The alleged scheme, which operated out of a Canoga Park office decorated like a casino, charged homeowners $1,000 to $5,000, but loan modifications were almost never completed, court documents said.

“This company was just a boiler room, long on promises and upfront fees but short on foreclosure relief,” Atty. Gen. Jerry Brown said.

Telemarketers for the company, which operated under the names Mason Capital Group and Gretchen Fox and Associates, claimed a 90% success rate in reducing interest rates, monthly payments and principal balances on mortgages, court documents said.

Pictures of the office released by the authorities showed poker and blackjack tables used as desks, slot machines along the walls and a roulette wheel near a doorway.

“Telemarketers earned a spin for cash bonuses on a roulette wheel based on their sales volume,” said an arrest warrant for the nine men charged with a total of 97 criminal counts.

Four of the nine men were in custody Thursday, the attorney general’s office said. Two of them, Gary Arnold Eisenberg, 71, and Ira Itskowitz, 58, had each previously spent more than five years in federal prison on fraud convictions.
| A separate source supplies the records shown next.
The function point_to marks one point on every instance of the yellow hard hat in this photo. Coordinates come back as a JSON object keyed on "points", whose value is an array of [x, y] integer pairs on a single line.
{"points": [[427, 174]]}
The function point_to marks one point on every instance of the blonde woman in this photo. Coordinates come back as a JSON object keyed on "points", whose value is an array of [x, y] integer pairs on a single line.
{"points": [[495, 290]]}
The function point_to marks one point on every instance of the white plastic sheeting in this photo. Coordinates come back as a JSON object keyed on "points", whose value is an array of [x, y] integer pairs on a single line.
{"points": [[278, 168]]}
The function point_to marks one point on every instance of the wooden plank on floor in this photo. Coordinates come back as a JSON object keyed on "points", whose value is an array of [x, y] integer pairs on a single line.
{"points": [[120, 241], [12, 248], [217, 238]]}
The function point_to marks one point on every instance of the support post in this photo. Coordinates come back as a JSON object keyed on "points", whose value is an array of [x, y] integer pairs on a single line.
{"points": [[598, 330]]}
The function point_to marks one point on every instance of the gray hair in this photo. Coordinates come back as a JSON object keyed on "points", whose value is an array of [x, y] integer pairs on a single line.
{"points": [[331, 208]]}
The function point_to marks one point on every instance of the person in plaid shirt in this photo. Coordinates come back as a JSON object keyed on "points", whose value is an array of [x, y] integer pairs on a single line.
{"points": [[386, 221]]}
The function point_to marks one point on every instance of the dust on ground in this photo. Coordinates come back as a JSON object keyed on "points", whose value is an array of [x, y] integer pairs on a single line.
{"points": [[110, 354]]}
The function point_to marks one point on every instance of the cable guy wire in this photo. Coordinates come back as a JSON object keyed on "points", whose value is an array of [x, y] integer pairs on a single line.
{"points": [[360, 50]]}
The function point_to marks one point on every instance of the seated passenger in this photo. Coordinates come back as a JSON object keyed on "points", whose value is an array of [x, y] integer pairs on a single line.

The others were Gregg Scott Quinn, 37, and Juan Pierre Washington, 40.

Calls to attorneys representing the men were not returned Thursday.

The four principal owners of the business — Niv Iskin, 30, of Reseda; Reviv Karpman, 38, of Tarzana; Tomer Kogman, 29, of Reseda; and Avraham Yechizkia, 34, of Encino — and sales manager Barel Iskin, 23, of Woodland Hills were still at large, the statement said.

The complaint filed by the attorney general said the scam took place between January 2008 and June 2009, with the four owners spending hundreds of thousands of dollars stolen from homeowners on private school tuition, travel, entertainment, shopping and other personal expenses.